En 2019, quelque 1.500 médicaments ont été signalés comme étant en rupture de stock dans les hôpitaux ou les pharmacies françaises, ce qui s'explique en partie par une production de plus en plus délocalisée. Or, un quart de ces produits concernent des médicaments contre le cancer. Pour alerter sur les conséquences de cette pénurie, la Ligue contre le cancer invite notamment des patients à témoigner sur une nouvelle plateforme en ligne, penuries.ligue-cancer.net.
"Il n’y a pas que la France, tous les pays du monde sont concernés", relève lundi au micro d’Europe Matin le généticien Axel Kahn, également président de La Ligue contre le cancer. "Des médicaments extrêmement importants, fondamentaux, sont tombés dans le domaine public, ils ne sont plus protégés par les brevets, ce qui est plutôt une bonne nouvelle, et les prix diminuent. Mais comme les prix chutent, les laboratoires n’ont plus un grand intérêt commercial à les vendre, ils les font donc fabriquer à moindres coûts, presque toujours en Asie, avant tout en Inde et en Chine", explique ce spécialiste.
"Parfois, on ne sait pas quel traitement de substitution donner au malade"
"Pour certaines molécules, il n’y a plus qu’un fabriquant pour le monde entier. Lorsqu’un lot de fabrication connait un pépin, toute la production doit être détruite, et on se retrouve face à une pénurie qui peut durer plusieurs mois. C’est totalement dramatique", insiste-t-il. D’autant que ces pénuries, constatées dans 95% des hôpitaux français, pourraient avoir un impact sur la survie des malades. "Parfois, on ne sait pas quel traitement de substitution donner au malade. On ne lui dit pas, on ne lui donne pas les informations, c’est une perte de chances [de guérison]", constate Axel Kahn qui cite, à titre d’exemple, le cancer de la vessie. "Dans les formes peu graves, il est traité par des instillations intra-vésicales de deux produits, la Mitomyscine C et le BCG. Ces deux produits ont été en rupture de stock."
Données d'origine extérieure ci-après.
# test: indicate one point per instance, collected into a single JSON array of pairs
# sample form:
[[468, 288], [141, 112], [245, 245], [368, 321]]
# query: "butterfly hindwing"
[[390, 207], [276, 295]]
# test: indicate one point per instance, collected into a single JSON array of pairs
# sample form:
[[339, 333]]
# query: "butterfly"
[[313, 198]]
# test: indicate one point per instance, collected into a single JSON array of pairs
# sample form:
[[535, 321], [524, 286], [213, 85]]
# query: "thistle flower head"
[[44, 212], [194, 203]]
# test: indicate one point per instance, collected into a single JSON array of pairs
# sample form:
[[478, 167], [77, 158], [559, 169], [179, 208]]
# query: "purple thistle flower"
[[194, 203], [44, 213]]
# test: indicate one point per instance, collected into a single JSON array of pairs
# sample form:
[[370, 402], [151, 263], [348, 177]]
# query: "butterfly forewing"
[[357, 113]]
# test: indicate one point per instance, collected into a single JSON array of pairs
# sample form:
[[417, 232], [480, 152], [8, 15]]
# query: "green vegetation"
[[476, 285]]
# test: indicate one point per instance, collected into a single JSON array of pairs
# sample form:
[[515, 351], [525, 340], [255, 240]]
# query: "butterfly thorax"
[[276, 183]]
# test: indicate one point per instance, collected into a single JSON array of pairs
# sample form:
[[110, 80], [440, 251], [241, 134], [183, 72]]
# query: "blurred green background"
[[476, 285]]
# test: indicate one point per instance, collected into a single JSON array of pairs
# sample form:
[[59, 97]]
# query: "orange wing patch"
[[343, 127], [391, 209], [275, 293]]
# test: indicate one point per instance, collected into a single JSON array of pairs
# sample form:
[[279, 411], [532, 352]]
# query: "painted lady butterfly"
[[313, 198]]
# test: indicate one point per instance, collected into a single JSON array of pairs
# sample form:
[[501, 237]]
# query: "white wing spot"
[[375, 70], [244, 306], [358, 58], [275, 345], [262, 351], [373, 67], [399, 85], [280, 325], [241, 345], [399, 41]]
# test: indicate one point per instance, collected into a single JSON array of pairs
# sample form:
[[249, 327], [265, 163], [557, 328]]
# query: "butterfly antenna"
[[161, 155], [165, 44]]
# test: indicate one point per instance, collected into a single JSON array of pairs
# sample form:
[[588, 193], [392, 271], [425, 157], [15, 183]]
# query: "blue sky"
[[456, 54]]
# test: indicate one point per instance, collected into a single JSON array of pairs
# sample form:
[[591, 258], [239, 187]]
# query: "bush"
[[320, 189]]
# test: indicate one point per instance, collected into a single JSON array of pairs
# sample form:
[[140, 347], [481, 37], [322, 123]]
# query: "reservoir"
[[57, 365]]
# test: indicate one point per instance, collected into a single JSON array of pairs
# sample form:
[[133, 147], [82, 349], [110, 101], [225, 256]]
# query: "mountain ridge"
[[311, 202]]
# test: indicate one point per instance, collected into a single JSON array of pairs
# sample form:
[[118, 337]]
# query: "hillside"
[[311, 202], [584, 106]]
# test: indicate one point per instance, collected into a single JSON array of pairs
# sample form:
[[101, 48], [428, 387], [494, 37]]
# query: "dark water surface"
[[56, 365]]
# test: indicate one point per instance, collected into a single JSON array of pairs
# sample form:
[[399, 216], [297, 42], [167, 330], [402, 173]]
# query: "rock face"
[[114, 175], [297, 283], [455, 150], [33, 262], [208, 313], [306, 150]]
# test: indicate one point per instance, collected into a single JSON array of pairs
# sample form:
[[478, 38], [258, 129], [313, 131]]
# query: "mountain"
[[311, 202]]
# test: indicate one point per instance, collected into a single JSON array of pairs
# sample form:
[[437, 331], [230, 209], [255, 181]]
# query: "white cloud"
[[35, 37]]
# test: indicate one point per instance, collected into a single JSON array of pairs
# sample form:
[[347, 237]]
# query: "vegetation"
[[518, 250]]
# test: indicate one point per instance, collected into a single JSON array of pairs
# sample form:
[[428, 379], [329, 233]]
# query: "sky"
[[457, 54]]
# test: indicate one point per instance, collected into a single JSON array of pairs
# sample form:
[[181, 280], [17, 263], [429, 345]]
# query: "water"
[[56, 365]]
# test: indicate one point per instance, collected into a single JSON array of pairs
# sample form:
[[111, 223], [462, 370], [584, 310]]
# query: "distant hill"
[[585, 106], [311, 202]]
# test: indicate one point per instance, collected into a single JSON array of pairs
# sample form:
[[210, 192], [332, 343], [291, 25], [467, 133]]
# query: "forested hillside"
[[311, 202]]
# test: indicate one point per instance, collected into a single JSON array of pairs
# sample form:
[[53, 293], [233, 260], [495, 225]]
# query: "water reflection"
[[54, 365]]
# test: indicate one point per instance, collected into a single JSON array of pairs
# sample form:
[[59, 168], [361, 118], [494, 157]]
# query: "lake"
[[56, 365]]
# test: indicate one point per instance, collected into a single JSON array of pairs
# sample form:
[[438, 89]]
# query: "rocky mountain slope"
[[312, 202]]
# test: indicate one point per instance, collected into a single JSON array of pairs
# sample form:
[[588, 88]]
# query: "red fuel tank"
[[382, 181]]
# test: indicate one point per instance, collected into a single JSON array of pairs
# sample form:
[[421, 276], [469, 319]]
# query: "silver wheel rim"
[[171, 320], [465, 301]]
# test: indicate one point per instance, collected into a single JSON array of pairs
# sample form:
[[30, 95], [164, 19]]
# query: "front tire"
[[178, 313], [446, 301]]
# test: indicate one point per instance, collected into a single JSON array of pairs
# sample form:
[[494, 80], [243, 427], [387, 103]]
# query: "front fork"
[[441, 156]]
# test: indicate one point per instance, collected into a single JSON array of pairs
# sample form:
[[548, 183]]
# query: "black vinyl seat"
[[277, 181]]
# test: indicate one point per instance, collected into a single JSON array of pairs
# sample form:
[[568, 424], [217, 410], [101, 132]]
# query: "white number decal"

Une situation dont Marie-José Legrand, soignée pour ce type de cancer, a fait l'amère expérience en janvier dernier. "On a arrêté mes injections, par manque de produit. Je me sentais lésée et angoissée. Je risquais à nouveaux d’avoir des cellules cancéreuses", témoigne-t-elle auprès d’Europe 1. Par chance, elle a pu de nouveau disposer de son traitement au bout de trois mois. Mais dans certains cas, la maladie a le temps de reprendre du terrain, parfois de façon gravissime. "Des malades du cancer de la vessie ont vu leur maladie évoluer, envahir la paroi. Il a fallu intervenir et retirer la vessie", rapporte Axel Kahn.
Relocaliser les productions
"Il faut qu’il y ait reproduction de ces produits en France et dans toute l’Europe", plaide Axel Kahn. En attendant, La Ligue contre le cancer demande que les laboratoires qui vendent ces médicaments fassent des stocks d’au moins quatre mois. "Nous demandons des sanctions si ces stocks ne sont pas faits", ajoute le président de La Ligue contre le cancer.